The Gainesville Police Department held a town hall to discuss the progress achieved by the department during 2017 and consult the public about a new crime prevention strategy.
GPD Chief of Police, Tony Jones, addressed the public Tuesday evening at Gainesville High School, by first commending GPD officers for their efforts during Hurricane Irma.
“The men and women of Gainesville Police Department, the rest of the city of Gainesville, my hats off to them,” Jones said. “This thing came in; it came in kind of fast, and we had to respond as a police agency and still respond to calls for service.”
Jones then outlined the department’s successful management of the Richard Spencer visit, which included thousands of out-of-town police and an operation plan with the goal of zero violent incidents.
Aside from the arrests of three men who fired a gunshot at protesters after the event, Jones said no violent incidents were reported.
“We learned a lot from this,” Jones said. “Did we make some mistakes? Yes… but I think overall we did well.”
After discussing department response, Jones discussed violent crime, which rose 8.4 percent from 2016’s rate. Jones said the increase can be attributed to more reports of sexual assault, which he believes were a result of a department effort to encourage victims to come forward and report abuse.
In addition to seeing more victim abuse reporting, Jones said the department also saw a decline in the number of arrested black youth by 57.3 percent since 2014. The department reported 290 juvenile arrests in 2017 compared with 614 in 2014.
In 2012, GPD began its Disproportionate Minority Contact Initiative to address the rate of black youth in the juvenile justice system – a number four times greater than that of white youth.
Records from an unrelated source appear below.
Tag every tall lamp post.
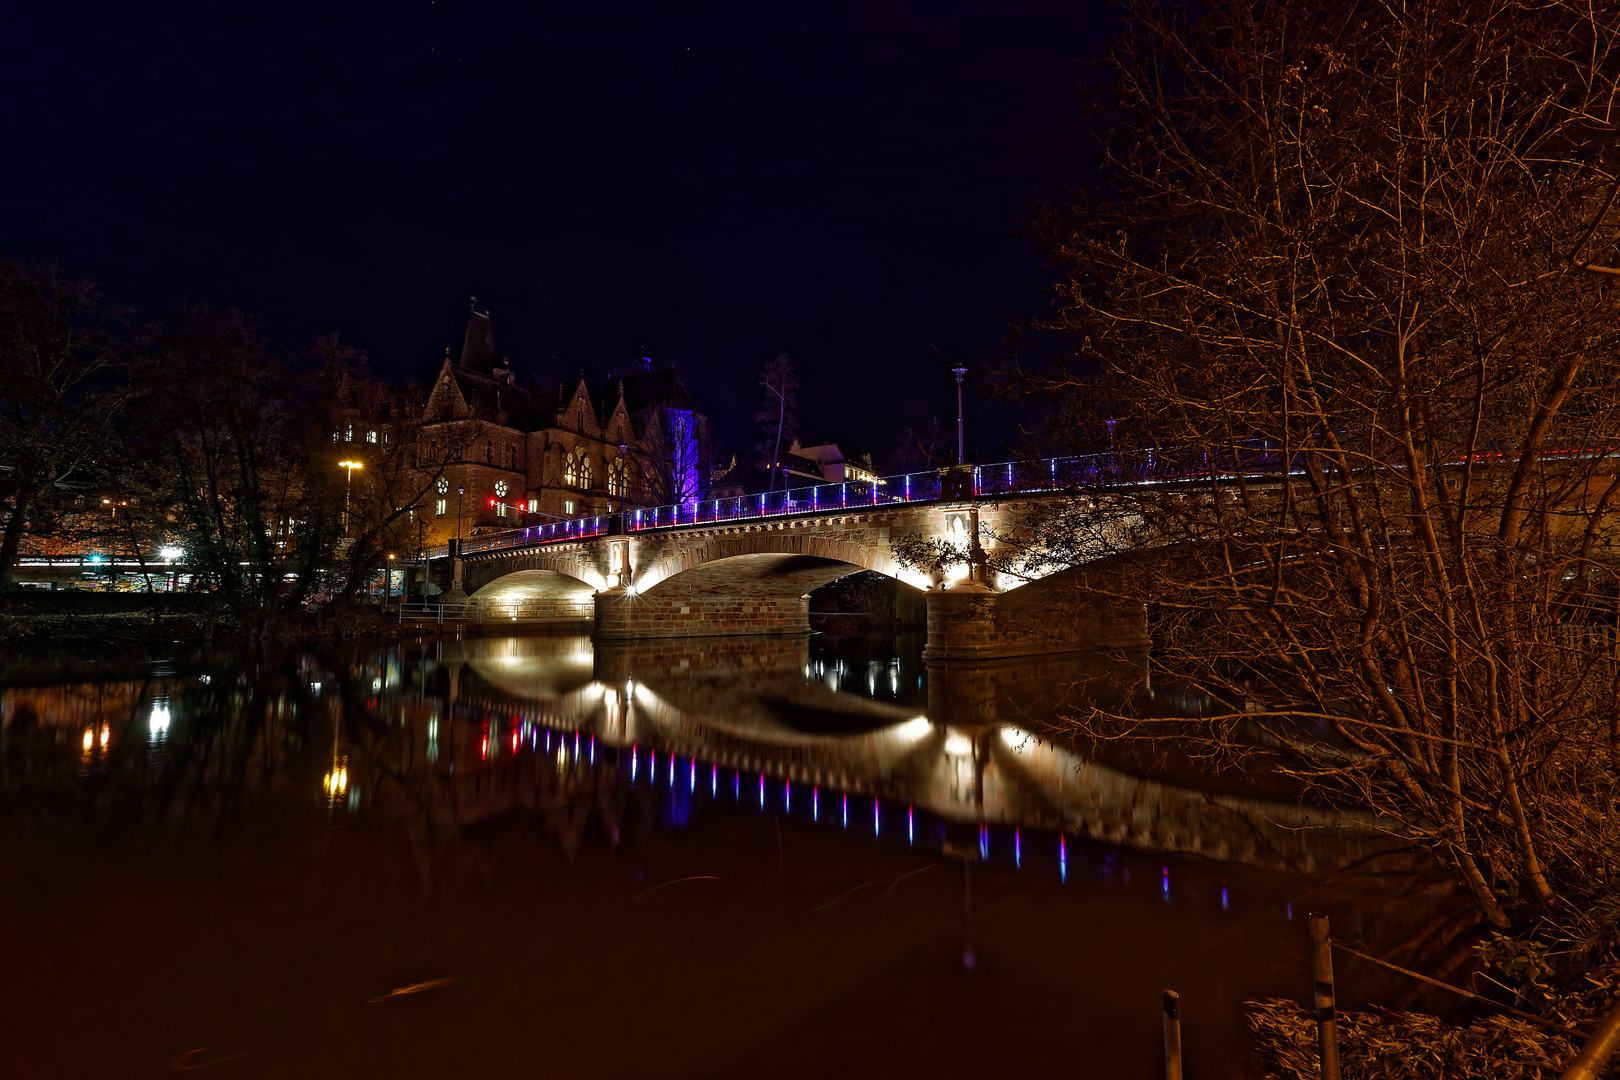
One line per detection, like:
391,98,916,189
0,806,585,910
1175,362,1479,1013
618,442,629,515
456,486,464,541
338,460,363,535
952,365,967,466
“When we have 23 to 24 percent of the population were African American youth between the ages of 10 and 17, and they were referred to the Juvenile Justice system something between 70 and 80 percent, we have an issue,” Jones said.
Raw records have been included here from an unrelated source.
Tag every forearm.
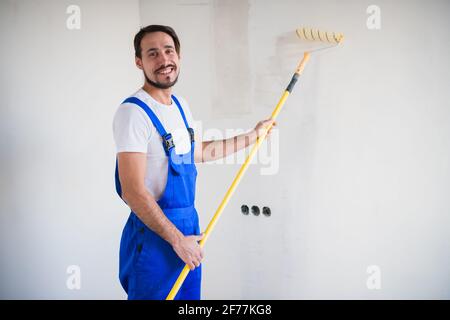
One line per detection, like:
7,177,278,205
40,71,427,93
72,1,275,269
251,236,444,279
201,129,257,162
123,190,183,246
Although Jones has seen continued progress within the department, he said it has lost many officers to retirement, resignation and from federal and municipality agency recruiting. While GPD is allotted 307 sworn officers, the department currently staffs 279.
“We’re hurting for police officers folks,” Jones said.
While Jones encourages all those interested in joining the force to contact the department, he says the will not diminish the vigor of training for officers.
“I will not compromise on the quality of personnel that wear this uniform,” Jones said. “Make no mistake about that.”
Jones also took time at the end of the meeting to acknowledge Gainesville school resource officers, particularly in the wake of the Parkland shooting. In 2017, the Gainesville SROs were named Unit of the Year by the Florida Association School Resource Officers.
“If danger presents itself, we will engage the threat. We’re not going to wait for backup. We’re not going to set up a perimeter and call things in,” Jones said. “My instruction to them is [to]engage. What do I mean by that? (They) are going to impact the threat.”
In the coming year, Jones said that GPD will be looking to the public for input on a strategic plan aimed at effectively reducing, solving and preventing crime. Jones said that officers will be consulting members of the community through anonymous surveys that were available to those who attended the town hall that night.